2.  If we have not done Rapid Rehousing for more than 9 years, can this previous experience deem us eligible to provide the service now?

You may and should use your experience with RRH as part of your response to the solicitation.

3.  Can we apply to offer homeless prevention and rapid rehousing? The application asks us to pick just one.

Your application may include both HP and RRH. HP should not exceed 25% of the rental assisted requested.

4.  Does the Homeless Trust allow us to use their dollars as match?

Yes, in general, local funds may be used to satisfy the requirement that the recipient

provide matching contributions to ESG.

5.  If it can be used as match, under which circumstances and categories? For example, the Homeless Trust is paying for regular operations of our facility, such as salaries, utilities, general liability, etc. Can we claim those expenses as match? Or can we claim just expenses related to the direct dollars given to a client so that they can be housed.

So long as the matching funds are contributed to the ESG program and expended for the recipient or subrecipient’s allowable ESG costs (outreach, shelter and rental assistance).

6.  Can a client be at our shelter and be on a waiting list to be housed under ESG? Can that time be claimed as match?

Shelter expenses not paid for by ESG may be used as a source of match.

7.  Can a family receiving rapid rehousing funds from Homeless Trust also receive ESG funds?
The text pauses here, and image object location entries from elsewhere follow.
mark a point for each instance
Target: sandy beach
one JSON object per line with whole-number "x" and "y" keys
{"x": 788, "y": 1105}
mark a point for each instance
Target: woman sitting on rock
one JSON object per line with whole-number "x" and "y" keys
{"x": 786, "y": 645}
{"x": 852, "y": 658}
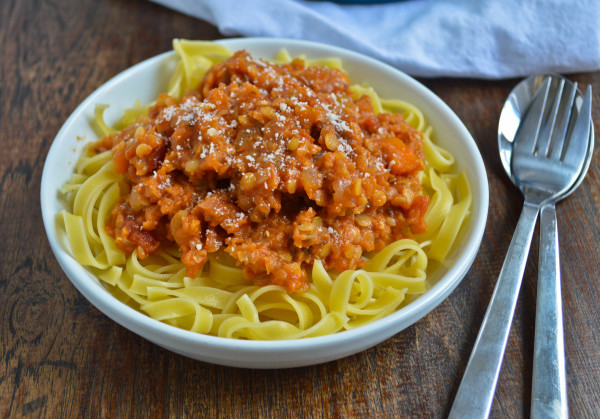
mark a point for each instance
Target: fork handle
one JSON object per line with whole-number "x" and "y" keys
{"x": 476, "y": 391}
{"x": 549, "y": 388}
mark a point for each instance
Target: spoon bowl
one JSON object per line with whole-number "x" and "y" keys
{"x": 513, "y": 112}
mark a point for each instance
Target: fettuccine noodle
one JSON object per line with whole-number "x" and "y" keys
{"x": 220, "y": 301}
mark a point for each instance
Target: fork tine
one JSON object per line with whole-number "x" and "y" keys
{"x": 527, "y": 134}
{"x": 555, "y": 127}
{"x": 579, "y": 138}
{"x": 559, "y": 137}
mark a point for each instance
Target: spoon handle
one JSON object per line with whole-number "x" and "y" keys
{"x": 549, "y": 389}
{"x": 476, "y": 391}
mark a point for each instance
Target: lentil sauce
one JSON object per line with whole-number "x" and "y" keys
{"x": 275, "y": 165}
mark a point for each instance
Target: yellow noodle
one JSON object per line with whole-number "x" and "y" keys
{"x": 220, "y": 301}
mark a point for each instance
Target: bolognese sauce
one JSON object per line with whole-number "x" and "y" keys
{"x": 275, "y": 165}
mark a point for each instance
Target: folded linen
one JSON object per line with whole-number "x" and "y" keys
{"x": 431, "y": 38}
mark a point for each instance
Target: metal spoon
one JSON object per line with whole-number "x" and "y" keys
{"x": 544, "y": 124}
{"x": 549, "y": 395}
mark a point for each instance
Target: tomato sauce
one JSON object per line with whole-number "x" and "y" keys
{"x": 276, "y": 165}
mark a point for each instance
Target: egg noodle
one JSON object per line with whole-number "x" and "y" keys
{"x": 220, "y": 301}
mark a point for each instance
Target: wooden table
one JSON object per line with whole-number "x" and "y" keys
{"x": 59, "y": 356}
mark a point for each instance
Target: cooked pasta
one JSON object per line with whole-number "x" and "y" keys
{"x": 218, "y": 299}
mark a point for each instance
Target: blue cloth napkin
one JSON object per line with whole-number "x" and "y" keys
{"x": 458, "y": 38}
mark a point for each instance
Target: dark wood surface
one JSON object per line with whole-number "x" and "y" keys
{"x": 59, "y": 356}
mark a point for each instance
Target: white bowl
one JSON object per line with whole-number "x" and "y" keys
{"x": 145, "y": 81}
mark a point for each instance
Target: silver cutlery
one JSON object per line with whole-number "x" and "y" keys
{"x": 546, "y": 161}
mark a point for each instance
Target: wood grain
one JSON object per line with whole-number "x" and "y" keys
{"x": 60, "y": 357}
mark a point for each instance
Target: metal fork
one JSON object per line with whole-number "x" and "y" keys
{"x": 546, "y": 161}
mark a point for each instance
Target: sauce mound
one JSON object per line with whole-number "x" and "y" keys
{"x": 275, "y": 165}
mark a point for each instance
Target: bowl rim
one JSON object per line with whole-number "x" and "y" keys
{"x": 145, "y": 326}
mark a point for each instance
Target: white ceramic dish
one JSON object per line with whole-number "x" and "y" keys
{"x": 145, "y": 81}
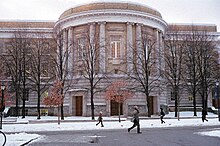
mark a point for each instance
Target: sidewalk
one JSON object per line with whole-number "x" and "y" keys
{"x": 54, "y": 119}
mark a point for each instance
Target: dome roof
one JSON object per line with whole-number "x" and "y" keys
{"x": 110, "y": 5}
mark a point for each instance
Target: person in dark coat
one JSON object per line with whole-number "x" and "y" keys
{"x": 135, "y": 120}
{"x": 204, "y": 115}
{"x": 100, "y": 120}
{"x": 162, "y": 114}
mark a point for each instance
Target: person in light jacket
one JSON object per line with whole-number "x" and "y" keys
{"x": 204, "y": 113}
{"x": 162, "y": 114}
{"x": 135, "y": 120}
{"x": 100, "y": 120}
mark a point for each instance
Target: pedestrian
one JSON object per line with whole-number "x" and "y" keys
{"x": 204, "y": 113}
{"x": 135, "y": 120}
{"x": 100, "y": 119}
{"x": 162, "y": 114}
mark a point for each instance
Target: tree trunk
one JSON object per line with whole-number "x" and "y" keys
{"x": 38, "y": 106}
{"x": 119, "y": 112}
{"x": 194, "y": 105}
{"x": 58, "y": 109}
{"x": 23, "y": 108}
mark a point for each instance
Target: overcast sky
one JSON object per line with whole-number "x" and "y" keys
{"x": 173, "y": 11}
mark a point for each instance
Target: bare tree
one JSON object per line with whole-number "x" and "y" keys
{"x": 40, "y": 66}
{"x": 15, "y": 59}
{"x": 207, "y": 64}
{"x": 200, "y": 62}
{"x": 145, "y": 67}
{"x": 173, "y": 57}
{"x": 63, "y": 61}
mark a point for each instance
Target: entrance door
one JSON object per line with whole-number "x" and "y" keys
{"x": 114, "y": 108}
{"x": 78, "y": 105}
{"x": 151, "y": 104}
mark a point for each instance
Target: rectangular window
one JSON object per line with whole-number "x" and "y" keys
{"x": 81, "y": 48}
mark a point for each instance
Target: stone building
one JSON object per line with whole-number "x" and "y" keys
{"x": 115, "y": 30}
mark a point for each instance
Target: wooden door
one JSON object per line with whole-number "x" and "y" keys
{"x": 78, "y": 105}
{"x": 115, "y": 108}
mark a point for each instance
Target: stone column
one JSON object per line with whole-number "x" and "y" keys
{"x": 130, "y": 48}
{"x": 92, "y": 33}
{"x": 70, "y": 52}
{"x": 102, "y": 54}
{"x": 161, "y": 44}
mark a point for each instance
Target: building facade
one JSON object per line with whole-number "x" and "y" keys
{"x": 114, "y": 31}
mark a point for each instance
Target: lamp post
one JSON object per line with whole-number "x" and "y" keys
{"x": 2, "y": 103}
{"x": 217, "y": 93}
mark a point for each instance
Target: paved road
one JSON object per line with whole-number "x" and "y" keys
{"x": 182, "y": 136}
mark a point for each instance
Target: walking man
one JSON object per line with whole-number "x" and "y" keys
{"x": 162, "y": 114}
{"x": 100, "y": 120}
{"x": 135, "y": 120}
{"x": 204, "y": 113}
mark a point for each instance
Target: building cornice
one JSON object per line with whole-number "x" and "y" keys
{"x": 111, "y": 16}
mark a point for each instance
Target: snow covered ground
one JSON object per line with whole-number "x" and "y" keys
{"x": 18, "y": 132}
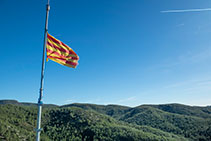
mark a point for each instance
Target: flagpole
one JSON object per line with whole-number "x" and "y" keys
{"x": 40, "y": 103}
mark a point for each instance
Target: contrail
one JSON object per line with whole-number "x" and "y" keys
{"x": 186, "y": 10}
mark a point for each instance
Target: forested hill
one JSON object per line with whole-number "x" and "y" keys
{"x": 111, "y": 122}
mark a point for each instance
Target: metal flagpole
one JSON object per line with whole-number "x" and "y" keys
{"x": 39, "y": 104}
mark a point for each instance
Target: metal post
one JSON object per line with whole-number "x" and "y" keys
{"x": 39, "y": 104}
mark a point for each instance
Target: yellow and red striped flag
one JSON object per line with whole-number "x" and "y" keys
{"x": 61, "y": 53}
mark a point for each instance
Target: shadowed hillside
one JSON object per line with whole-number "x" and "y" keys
{"x": 111, "y": 122}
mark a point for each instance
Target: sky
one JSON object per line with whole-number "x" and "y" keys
{"x": 132, "y": 52}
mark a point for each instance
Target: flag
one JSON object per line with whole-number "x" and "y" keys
{"x": 60, "y": 52}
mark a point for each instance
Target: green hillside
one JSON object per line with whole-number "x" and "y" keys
{"x": 112, "y": 122}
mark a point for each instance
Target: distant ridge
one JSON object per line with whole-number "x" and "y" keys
{"x": 85, "y": 121}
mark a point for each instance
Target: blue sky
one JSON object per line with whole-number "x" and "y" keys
{"x": 132, "y": 52}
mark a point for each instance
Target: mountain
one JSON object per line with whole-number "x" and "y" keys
{"x": 105, "y": 122}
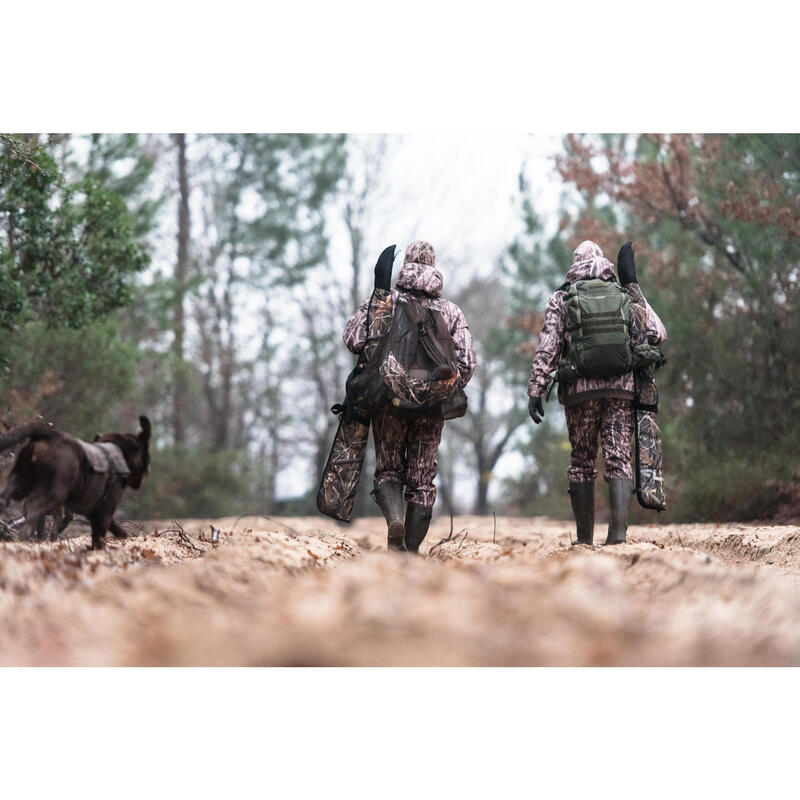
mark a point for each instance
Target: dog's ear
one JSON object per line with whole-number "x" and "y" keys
{"x": 144, "y": 436}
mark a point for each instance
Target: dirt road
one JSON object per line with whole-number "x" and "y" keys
{"x": 305, "y": 592}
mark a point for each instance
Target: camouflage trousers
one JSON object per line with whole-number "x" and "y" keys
{"x": 612, "y": 420}
{"x": 405, "y": 453}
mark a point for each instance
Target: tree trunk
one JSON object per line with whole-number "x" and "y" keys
{"x": 180, "y": 394}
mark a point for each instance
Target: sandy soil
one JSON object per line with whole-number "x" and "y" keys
{"x": 306, "y": 592}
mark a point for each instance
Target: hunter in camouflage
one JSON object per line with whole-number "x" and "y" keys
{"x": 595, "y": 407}
{"x": 340, "y": 478}
{"x": 406, "y": 449}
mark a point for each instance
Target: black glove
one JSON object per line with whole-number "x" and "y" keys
{"x": 383, "y": 268}
{"x": 626, "y": 267}
{"x": 535, "y": 409}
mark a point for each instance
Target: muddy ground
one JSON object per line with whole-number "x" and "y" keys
{"x": 308, "y": 592}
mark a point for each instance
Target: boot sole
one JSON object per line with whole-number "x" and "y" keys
{"x": 397, "y": 535}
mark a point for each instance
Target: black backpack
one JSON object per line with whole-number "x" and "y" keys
{"x": 414, "y": 372}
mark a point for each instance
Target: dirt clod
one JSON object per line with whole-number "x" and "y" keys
{"x": 303, "y": 591}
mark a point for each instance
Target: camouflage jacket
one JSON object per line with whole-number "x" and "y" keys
{"x": 588, "y": 262}
{"x": 425, "y": 282}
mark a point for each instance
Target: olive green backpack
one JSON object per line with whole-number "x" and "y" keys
{"x": 599, "y": 315}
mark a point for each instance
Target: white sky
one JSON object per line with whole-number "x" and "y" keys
{"x": 460, "y": 193}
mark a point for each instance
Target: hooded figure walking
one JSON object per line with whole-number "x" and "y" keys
{"x": 595, "y": 407}
{"x": 406, "y": 449}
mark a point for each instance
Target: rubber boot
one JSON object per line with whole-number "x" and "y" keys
{"x": 581, "y": 496}
{"x": 620, "y": 491}
{"x": 389, "y": 497}
{"x": 418, "y": 518}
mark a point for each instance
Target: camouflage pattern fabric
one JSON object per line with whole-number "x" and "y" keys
{"x": 650, "y": 490}
{"x": 337, "y": 490}
{"x": 610, "y": 419}
{"x": 587, "y": 263}
{"x": 406, "y": 449}
{"x": 421, "y": 278}
{"x": 405, "y": 453}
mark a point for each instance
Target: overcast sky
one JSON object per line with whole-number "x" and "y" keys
{"x": 461, "y": 193}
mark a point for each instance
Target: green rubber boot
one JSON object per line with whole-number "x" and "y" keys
{"x": 620, "y": 491}
{"x": 418, "y": 519}
{"x": 389, "y": 497}
{"x": 581, "y": 496}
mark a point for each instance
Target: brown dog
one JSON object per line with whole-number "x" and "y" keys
{"x": 53, "y": 475}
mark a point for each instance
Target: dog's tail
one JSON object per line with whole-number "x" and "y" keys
{"x": 33, "y": 430}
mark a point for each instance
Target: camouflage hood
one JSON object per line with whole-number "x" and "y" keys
{"x": 588, "y": 262}
{"x": 419, "y": 273}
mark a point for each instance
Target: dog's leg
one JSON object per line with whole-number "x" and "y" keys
{"x": 65, "y": 520}
{"x": 117, "y": 530}
{"x": 99, "y": 527}
{"x": 7, "y": 493}
{"x": 37, "y": 506}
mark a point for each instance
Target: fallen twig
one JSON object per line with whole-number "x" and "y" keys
{"x": 185, "y": 539}
{"x": 449, "y": 537}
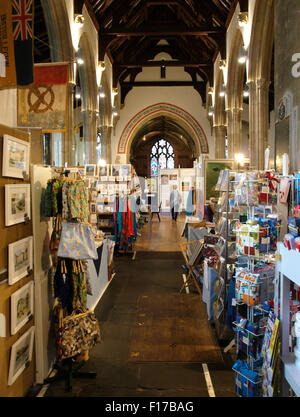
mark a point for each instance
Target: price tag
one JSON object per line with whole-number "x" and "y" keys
{"x": 245, "y": 340}
{"x": 265, "y": 189}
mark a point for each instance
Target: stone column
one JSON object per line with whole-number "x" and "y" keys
{"x": 234, "y": 131}
{"x": 219, "y": 141}
{"x": 258, "y": 121}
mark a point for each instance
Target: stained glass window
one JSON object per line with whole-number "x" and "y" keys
{"x": 162, "y": 156}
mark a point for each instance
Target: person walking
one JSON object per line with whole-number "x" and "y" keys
{"x": 175, "y": 201}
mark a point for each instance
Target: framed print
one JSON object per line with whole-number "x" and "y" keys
{"x": 17, "y": 203}
{"x": 21, "y": 307}
{"x": 20, "y": 259}
{"x": 212, "y": 170}
{"x": 21, "y": 355}
{"x": 16, "y": 154}
{"x": 164, "y": 179}
{"x": 90, "y": 170}
{"x": 93, "y": 208}
{"x": 115, "y": 170}
{"x": 103, "y": 171}
{"x": 125, "y": 170}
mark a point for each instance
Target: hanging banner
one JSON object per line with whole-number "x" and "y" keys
{"x": 16, "y": 42}
{"x": 44, "y": 103}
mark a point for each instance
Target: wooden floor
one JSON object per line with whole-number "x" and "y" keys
{"x": 155, "y": 270}
{"x": 173, "y": 328}
{"x": 161, "y": 236}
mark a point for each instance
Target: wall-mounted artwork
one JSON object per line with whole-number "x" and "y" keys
{"x": 21, "y": 355}
{"x": 20, "y": 259}
{"x": 212, "y": 169}
{"x": 16, "y": 157}
{"x": 115, "y": 170}
{"x": 21, "y": 307}
{"x": 17, "y": 203}
{"x": 90, "y": 170}
{"x": 103, "y": 171}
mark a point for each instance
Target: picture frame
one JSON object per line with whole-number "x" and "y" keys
{"x": 16, "y": 157}
{"x": 21, "y": 355}
{"x": 20, "y": 259}
{"x": 90, "y": 170}
{"x": 164, "y": 179}
{"x": 17, "y": 203}
{"x": 21, "y": 307}
{"x": 115, "y": 170}
{"x": 125, "y": 170}
{"x": 103, "y": 171}
{"x": 212, "y": 169}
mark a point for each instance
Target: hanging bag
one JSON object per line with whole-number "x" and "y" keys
{"x": 77, "y": 333}
{"x": 77, "y": 241}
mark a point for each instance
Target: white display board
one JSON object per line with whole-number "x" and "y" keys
{"x": 42, "y": 229}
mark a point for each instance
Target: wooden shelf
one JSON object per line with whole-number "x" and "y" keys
{"x": 292, "y": 373}
{"x": 290, "y": 259}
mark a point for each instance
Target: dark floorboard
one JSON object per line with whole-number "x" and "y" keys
{"x": 116, "y": 376}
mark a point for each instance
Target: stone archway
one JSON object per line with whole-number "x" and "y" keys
{"x": 89, "y": 103}
{"x": 234, "y": 97}
{"x": 219, "y": 124}
{"x": 190, "y": 124}
{"x": 259, "y": 75}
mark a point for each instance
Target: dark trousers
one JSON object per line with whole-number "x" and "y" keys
{"x": 174, "y": 212}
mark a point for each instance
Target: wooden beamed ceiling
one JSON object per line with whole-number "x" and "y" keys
{"x": 193, "y": 32}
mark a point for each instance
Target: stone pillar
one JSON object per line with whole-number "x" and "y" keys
{"x": 234, "y": 131}
{"x": 258, "y": 121}
{"x": 219, "y": 141}
{"x": 287, "y": 79}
A family who received RRH through CoC resources may be assisted with ESG Homeless Prevention if they face a new financial hardship, and are facing homelessness, so long as the total rental assistance provided does not exceed 24 months during a three year period.

A family who received RRH through CoC resources may be assisted with ESG RRH so long as the total assistance provided does not exceed 24 months during a three year period.

8.  Page 7 says 7.5% of admin funds are available with 3.75 to sub recipient and 3.75 to homeless trust. But it refers to the collaborative application. Does this admin apply to the ESG grant?

The RFA was corrected to state “HUD ESG administrative funds, seven and a half percent (7.5%), will be split 50/50 with the agency(ies) funded through this solicitation and the Homeless Trust. When completing the budget, please make sure to use the 7.5% administrative funding amount indicated.”

9.  The rfp page 10 says Attach 26 does not need to be returned with the application. But the ESG checklist shows attach 26 as a required form to turn in. Is this an error?

The checklist was corrected to show Attachment 26 is not a required attachment forming part of the respondent’s application.